It is contracted to always be on HDNet.


----------



## leesweet (Mar 13, 2004)

For tonight's launch, do we (USA) see it or not?! It's sked'd for 8:47 EST, but see below's excerpt from HDNet's site: does that 'second break' comment mean we are good to go? I'd rather see more than a few minutes, but I'll take what I can get!  (*Love* NASA TV: wish it was HD!)

Today
7:00 PM ET

NASA coverage today on HDNet: Live NASA coverage during half-time of The Wooden Classic. One hour of live coverage from 7 PM - 8 PM ET. Live coverage during the first period break of the NHL game between the Chicago Blackhawks & Minnesota Wild. Note: If the shuttle launch happens during the second period of the hockey game, hockey viewers will see the launch during the break after the second period.

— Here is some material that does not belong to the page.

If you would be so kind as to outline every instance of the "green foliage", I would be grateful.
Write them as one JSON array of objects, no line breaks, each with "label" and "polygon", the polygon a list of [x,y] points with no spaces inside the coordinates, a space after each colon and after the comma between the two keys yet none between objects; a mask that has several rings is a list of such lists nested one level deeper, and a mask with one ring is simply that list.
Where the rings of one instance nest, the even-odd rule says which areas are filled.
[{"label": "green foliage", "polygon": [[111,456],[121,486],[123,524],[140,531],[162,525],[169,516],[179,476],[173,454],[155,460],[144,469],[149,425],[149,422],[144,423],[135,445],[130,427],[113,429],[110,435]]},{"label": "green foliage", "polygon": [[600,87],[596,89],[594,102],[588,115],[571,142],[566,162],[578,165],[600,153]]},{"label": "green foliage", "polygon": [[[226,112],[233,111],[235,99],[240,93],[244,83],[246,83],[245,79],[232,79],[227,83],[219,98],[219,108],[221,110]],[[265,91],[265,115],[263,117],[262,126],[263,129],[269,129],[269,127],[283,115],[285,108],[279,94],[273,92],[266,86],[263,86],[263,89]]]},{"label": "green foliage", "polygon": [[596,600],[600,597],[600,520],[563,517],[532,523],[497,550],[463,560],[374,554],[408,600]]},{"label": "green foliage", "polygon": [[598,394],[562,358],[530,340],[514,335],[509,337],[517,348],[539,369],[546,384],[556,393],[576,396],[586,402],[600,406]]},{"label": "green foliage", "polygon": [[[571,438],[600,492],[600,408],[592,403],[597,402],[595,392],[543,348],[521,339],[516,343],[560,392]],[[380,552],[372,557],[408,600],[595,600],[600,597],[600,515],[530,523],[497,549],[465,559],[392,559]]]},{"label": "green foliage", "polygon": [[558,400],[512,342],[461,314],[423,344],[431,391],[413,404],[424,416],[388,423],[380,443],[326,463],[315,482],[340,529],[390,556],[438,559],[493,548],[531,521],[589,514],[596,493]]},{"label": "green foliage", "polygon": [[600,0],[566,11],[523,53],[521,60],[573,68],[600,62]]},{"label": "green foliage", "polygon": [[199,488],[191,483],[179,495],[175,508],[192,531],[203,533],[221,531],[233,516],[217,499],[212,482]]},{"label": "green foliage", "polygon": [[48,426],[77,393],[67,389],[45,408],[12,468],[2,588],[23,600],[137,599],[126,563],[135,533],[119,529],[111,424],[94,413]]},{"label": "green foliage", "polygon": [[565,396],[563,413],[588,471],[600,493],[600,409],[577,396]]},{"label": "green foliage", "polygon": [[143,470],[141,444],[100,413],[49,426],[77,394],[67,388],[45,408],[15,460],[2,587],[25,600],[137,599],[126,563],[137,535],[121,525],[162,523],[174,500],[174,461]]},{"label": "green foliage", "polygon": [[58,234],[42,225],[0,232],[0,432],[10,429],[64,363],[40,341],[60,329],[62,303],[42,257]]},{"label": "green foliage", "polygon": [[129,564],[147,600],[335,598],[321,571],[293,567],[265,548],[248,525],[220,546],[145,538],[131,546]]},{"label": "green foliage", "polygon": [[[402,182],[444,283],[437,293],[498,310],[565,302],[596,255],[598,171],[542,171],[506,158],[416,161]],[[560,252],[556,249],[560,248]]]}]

For Canada --- HDNet brings viewers in Canada uninterrupted NASA coverage from 7 PM - 9 PM ET. more... [the "more..." doesn't say anything....]


----------



## ebonovic (Jul 24, 2001)

You also have the NASA channel, if you "MUST" see it live.


----------



## leesweet (Mar 13, 2004)

Well, yeah, of course, but it's not the same... 
I always watch the NASA channel, but was looking forward to the first only HDNET broadcast, Oh, well...

(Heck, been watching NASA liftoffs since NBC and Frank McGee... how does *that* date me?  )


Edit: HDNET will show the liftoff 'during the seccind break of the hockey game'. Not being a hockey fan, no idea what that means. Also, there is a possibility of a weather-related delay, as usual.


----------